The real estate industry has criticised Prime Minister Tony Abbott's proposal to charge hefty fees for foreign buyers of residential property. Yesterday the PM announced plans to charge foreign investors who want to buy a residential property valued under $1 million a $5,000 application fee, plus an extra $10,000 for every additional million. Foreign investors found to be in breach of property investment laws could be forced to sell their properties for as little as 75 per cent of their value, while agents who help foreign investors breach rules could be fined $85,000, imprisoned for two years or both.
Abbott said the fees and fines will bring Australia into line with other countries like New Zealand, but were less punitive than regimes in Singapore and Hong Kong. "We are open to foreign investment but it's got to be foreign investment that is in our national interest," said Abbott. The federal government has asked the public to comment on a new options paper by March 20.
Greg Paramor, chairman of LJ Hooker, told The Real Estate Conversation he thought the proposed fees were bad policy. "It's poorly thought-through, and it's a knee-jerk reaction. It's just a stupid idea and everything coming out of Abbott's mouth at the moment is stupid. This is just Abbott banging around in a room desperately trying to find something to help him, but it's just bad policy."
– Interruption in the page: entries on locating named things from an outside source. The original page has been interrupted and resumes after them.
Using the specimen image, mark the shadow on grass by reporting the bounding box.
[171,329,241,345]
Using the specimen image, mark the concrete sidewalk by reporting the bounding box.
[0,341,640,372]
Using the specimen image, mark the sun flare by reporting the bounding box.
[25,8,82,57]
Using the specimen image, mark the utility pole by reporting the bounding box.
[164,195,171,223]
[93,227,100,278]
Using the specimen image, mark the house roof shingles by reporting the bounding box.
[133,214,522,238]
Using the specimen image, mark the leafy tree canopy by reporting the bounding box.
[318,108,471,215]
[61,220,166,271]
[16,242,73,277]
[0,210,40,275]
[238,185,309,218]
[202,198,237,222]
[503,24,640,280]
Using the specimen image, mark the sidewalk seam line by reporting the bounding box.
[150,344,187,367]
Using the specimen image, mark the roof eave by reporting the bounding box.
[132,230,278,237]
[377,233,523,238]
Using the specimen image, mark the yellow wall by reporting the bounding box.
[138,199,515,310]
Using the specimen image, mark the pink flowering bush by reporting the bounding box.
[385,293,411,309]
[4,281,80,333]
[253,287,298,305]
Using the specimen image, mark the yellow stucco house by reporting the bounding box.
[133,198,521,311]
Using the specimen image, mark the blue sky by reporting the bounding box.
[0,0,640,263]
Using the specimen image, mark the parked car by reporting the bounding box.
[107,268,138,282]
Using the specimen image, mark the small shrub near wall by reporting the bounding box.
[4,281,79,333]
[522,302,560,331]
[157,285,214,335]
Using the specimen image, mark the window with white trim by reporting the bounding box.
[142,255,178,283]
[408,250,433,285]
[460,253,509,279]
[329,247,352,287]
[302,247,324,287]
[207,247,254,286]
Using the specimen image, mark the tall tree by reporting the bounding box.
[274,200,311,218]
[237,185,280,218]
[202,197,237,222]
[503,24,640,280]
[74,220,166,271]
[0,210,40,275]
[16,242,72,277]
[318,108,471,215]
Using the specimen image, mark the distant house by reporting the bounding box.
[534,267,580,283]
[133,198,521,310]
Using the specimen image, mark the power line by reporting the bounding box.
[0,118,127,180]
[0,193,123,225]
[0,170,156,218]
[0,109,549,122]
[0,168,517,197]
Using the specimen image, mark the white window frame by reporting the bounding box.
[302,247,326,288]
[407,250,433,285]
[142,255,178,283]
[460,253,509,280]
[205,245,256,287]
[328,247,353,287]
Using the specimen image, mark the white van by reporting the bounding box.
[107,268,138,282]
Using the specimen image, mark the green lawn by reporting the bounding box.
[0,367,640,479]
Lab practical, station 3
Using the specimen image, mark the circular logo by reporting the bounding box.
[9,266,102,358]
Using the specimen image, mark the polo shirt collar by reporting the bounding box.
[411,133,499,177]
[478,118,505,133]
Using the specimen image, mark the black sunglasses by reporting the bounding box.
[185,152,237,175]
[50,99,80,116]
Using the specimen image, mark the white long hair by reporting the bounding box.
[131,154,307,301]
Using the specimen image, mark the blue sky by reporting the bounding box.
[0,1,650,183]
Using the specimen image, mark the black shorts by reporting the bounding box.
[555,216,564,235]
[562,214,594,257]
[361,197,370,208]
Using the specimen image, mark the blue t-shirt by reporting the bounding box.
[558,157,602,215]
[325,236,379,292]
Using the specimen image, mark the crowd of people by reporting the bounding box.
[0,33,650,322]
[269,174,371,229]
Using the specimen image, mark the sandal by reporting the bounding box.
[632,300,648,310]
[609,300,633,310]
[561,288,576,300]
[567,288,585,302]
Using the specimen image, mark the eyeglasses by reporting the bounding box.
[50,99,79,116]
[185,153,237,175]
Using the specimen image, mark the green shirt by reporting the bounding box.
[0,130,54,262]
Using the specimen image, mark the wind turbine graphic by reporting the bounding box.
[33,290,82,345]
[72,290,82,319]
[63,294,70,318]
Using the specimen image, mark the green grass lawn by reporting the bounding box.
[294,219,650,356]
The Property Council of Australia said it supports the enforcement of existing rules on foreign ownership, but thinks the application fees proposed are excessive. "Foreign investment, be it from the UK or China, underpins new residential housing supply in Australia," said council chief executive Ken Morrison, reports The Australian Financial Review.
Ray White Real Estate chairman Brian White said the proposed fees had the potential to "shock the market". "And no market appreciates or responds well to shocks. It has connotations back to the aborted vendors tax proposed by the NSW Treasurer Michael Egan that needed to be abandoned due to market response," he said.
CBRE residential projects chairman Justin Brown said the new taxes were counterproductive. "There is significant global evidence from recent times including Canada, Singapore and Hong Kong where these types of taxes on foreign investment have been totally counterproductive, caused significant corrections within the markets and harmed the construction industry," Brown said.
Meanwhile, former Liberal leader John Hewson says there may be a "jingoistic element" to the Abbott government's proposed new rules and fees, reports The Guardian. "It may help first-home buyers in the market for new apartments, where there has been a lot of foreign investor interest, it seems mostly to do with that, but I think there may be a jingoistic element to it, for the government to be seen to be doing something about foreign investment,” he said. “But how far can a country like Australia, totally dependent on foreign investment, afford to go down that path?"